Johnny Cash first recorded one of his most famous songs, "Folsom Prison Blues" in 1955. While he was in the Air Force he saw a documentary called, Inside The Walls of Folsom Prison (1951). At about this time he also heard Gordon Jenkins' song "Crescent City Blues." He put both of these experiences together and wrote "Folsom Prison Blues." According to Anecdotage.com, he had this to say about the song's most infamous line ("I shot a man in Reno just to watch him die"): "I sat with my pen in my hand, trying to think up the worst reason a person could have for killing another person, and that's what came to mind."
In the late Sixties, when Cash's career was stalled, he suggested recording a live concert album at a prison. He contacted San Quentin and Folsom, both in California. Folsom agreed to host him, and his entourage, which included his band, the Statler Brothers, Carl Perkins, and June Carter Cash arrived at Folsom on January 13, 1968. They had two concerts, at 9:40 AM and then again at 12:40 PM. They had scheduled two in case the first did not have enough good quality recordings.

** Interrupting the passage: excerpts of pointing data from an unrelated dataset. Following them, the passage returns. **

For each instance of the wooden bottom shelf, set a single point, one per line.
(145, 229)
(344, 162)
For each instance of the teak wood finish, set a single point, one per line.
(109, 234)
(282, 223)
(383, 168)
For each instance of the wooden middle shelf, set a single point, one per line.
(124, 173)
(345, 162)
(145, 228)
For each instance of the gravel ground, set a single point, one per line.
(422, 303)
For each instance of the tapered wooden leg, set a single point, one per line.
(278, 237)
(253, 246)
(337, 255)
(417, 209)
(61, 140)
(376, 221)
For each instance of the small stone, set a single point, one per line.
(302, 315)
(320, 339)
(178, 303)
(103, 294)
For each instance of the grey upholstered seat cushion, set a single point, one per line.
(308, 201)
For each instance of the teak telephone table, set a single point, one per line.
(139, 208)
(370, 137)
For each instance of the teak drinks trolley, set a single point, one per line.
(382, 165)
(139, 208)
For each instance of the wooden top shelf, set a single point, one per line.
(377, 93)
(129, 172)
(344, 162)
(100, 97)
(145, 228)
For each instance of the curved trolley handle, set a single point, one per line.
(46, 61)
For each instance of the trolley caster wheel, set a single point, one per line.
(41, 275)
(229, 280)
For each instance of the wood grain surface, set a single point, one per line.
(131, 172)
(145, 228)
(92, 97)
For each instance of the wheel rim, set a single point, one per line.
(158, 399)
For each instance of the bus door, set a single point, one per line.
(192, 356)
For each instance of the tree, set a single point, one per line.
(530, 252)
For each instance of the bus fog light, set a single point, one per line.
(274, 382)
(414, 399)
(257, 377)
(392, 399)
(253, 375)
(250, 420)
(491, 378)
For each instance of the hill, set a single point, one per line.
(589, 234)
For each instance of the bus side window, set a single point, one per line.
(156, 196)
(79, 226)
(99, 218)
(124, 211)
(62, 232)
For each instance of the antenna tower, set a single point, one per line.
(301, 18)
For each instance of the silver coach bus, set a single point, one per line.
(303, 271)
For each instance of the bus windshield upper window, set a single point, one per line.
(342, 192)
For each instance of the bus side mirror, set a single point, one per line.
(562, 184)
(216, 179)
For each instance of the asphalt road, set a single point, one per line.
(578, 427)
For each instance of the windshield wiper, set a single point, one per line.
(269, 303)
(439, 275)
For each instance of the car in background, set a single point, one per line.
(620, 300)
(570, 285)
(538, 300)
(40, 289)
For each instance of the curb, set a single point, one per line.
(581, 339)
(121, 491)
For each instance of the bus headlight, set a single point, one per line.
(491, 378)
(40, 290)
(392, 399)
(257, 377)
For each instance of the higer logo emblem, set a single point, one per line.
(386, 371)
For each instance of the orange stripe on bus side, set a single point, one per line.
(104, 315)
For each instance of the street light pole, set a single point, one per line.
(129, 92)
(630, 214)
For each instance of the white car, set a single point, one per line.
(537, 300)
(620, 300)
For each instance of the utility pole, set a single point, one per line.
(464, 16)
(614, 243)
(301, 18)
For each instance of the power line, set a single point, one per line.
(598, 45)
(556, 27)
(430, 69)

The rest, as they say, is history. The morning concert was good enough to nearly fill the album AT FOLSOM PRISON, which was released that spring. It eventually became multi-platinum, with more than three million units sold. The single of a live recording of "Folsom Prison Blues," hit Top Forty on the Pop chart and Number One on the Country chart in the summer of 1968.
Johnny Cash eventually paid Gordon Jenkins a settlement for the similarities between their two songs.